Within the scope of this work, a new multifields direct design method has been presented. This method allows us to simultaneously calculate two lens profiles that partially couple multiple fields with an incorporated entrance pupil. Including an entrance pupil in the design process is key to gaining control of multiple fields with only two optical surfaces.

To satisfy the identified prerequisites, a strategy to precalculate new OPLs of different fields is proposed; it not only guarantees the smoothness of surfaces, but also allows the calculation of new points to further extend both lens profiles. The presented idea of independently introducing a set of subaperture “vignette” factors provides the flexibility to choose the degree of coupling for each off-axis field. By adjusting the subaperture factor distribution, it is possible to achieve a very good and well-balanced imaging performance over a wide FOV.

The potential of this new design approach has been successfully demonstrated for the optical design of a wide-angle objective with a $\pm 45\text{\hspace{0.17em}}\text{\hspace{0.17em}}\mathrm{deg}$ FOV. In combination with a negative spherical front lens for covering wide-angle rays, this design enables not only a more compact structure but also achieves a better imaging performance in terms of RMS spot diameters when compared with its all-spherical counterpart.

Future work will focus on the extension of this design strategy for 3-D free-form surfaces regarding imaging applications with high aspect ratios.

## Acknowledgments

The work reported in this paper is supported in part by the People Programme (Marie Curie Actions) of the European Union’s Seventh Framework Programme (FP7/2007-2013) under REA Grant Agreement No.
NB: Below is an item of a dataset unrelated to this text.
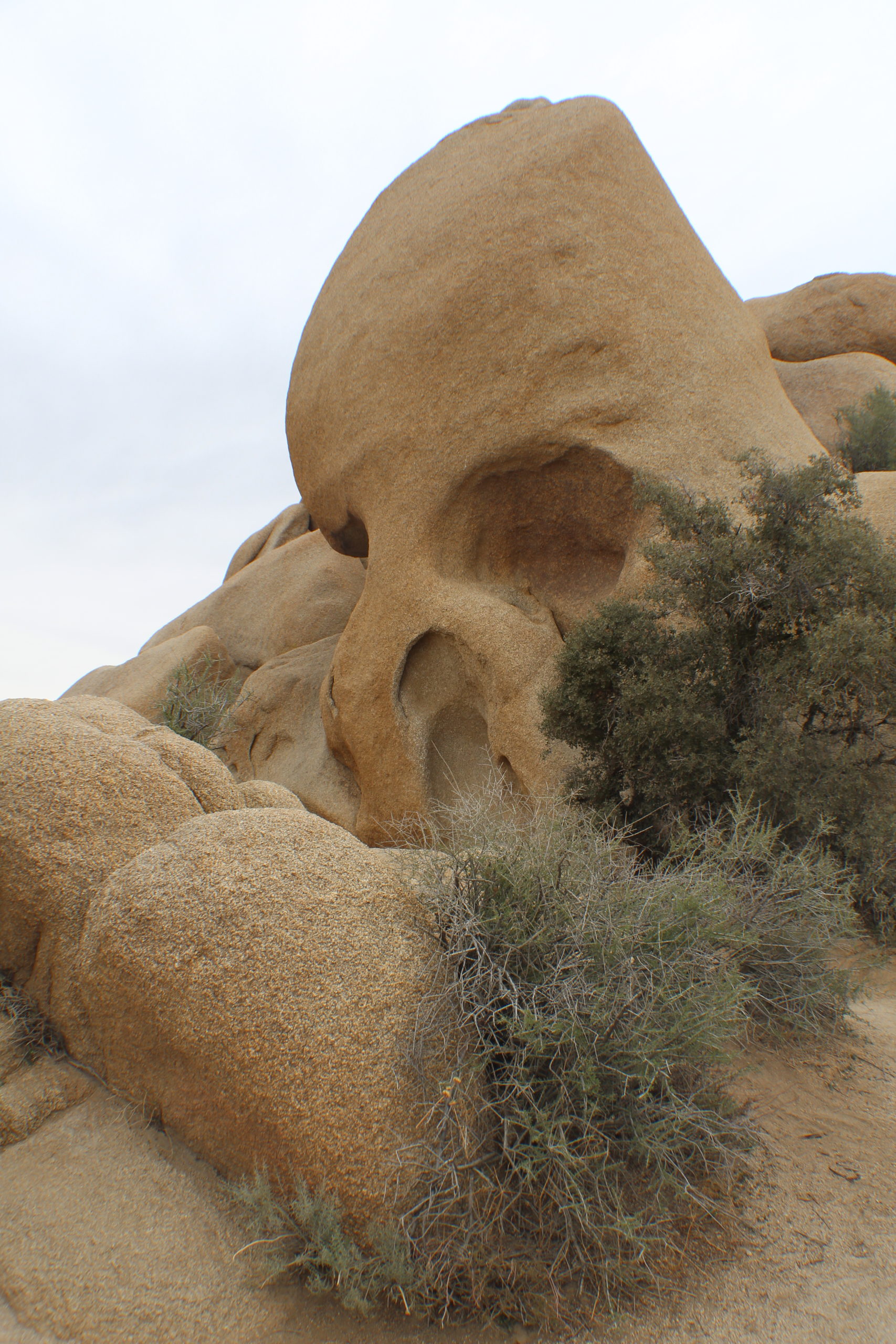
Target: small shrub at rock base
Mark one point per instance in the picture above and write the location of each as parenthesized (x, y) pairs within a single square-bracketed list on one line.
[(305, 1237), (762, 658), (868, 441), (33, 1034), (198, 701)]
PITN-GA-2013-608082 (ADOPSYS), by the Research Foundation—Flanders (FWO-Vlaanderen) that provides a postdoctoral grant to Fabian Duerr, and in part by the IAPBELSPO grant IAP P7-35 photonics@be, the Industrial Research Funding (IOF), Methusalem, and the OZR of the Vrije Universiteit Brussel.

## References

## Biography

**Yunfeng Nie** received her BS degree in mechanical engineering from the University of Science and Technology of China (USTC) in 2009 and her MS degree in optical engineering from the University of Chinese Academy of Sciences (UCAS) in 2012. She is currently a PhD candidate in B-Phot team at Vrije Universiteit Brussel (VUB) in Belgium. Her research interests include optical design and imaging freeform optics. She is a member of SPIE.
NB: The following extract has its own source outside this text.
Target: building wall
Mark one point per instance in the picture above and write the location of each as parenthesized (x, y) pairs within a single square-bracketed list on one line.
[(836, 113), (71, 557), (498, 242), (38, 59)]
**Fabian Duerr** graduated in physics from the Karlsruhe Institute of Technology (KIT), Germany in 2008. He then joined the Department of Applied Physics and Photonics at the Vrije Universiteit Brussel (VUB), Belgium in 2009, where he received his PhD degree in applied sciences in 2013. As a postdoctoral research fellow of FWO-Vlaanderen, he is currently responsible for a research group that explores the potential of novel free-form optical designs. He is a member of SPIE and OSA.
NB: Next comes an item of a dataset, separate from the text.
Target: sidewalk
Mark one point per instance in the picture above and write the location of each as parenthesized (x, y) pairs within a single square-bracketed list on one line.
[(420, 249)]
**Hugo Thienpont** graduated as an electrotechnical engineer in 1984 and received his PhD degree in applied sciences in 1990, both at the Vrije Universiteit Brussel (VUB), Belgium. In 1994, he became a professor at the Faculty of Engineering. In 2000, he became research director of the Department of Applied Physics and Photonics at the VUB, and in 2004, he was elected chair of the department. He is a fellow member of SPIE and EOS, and a member of OSA and the IEEE Photonics Society.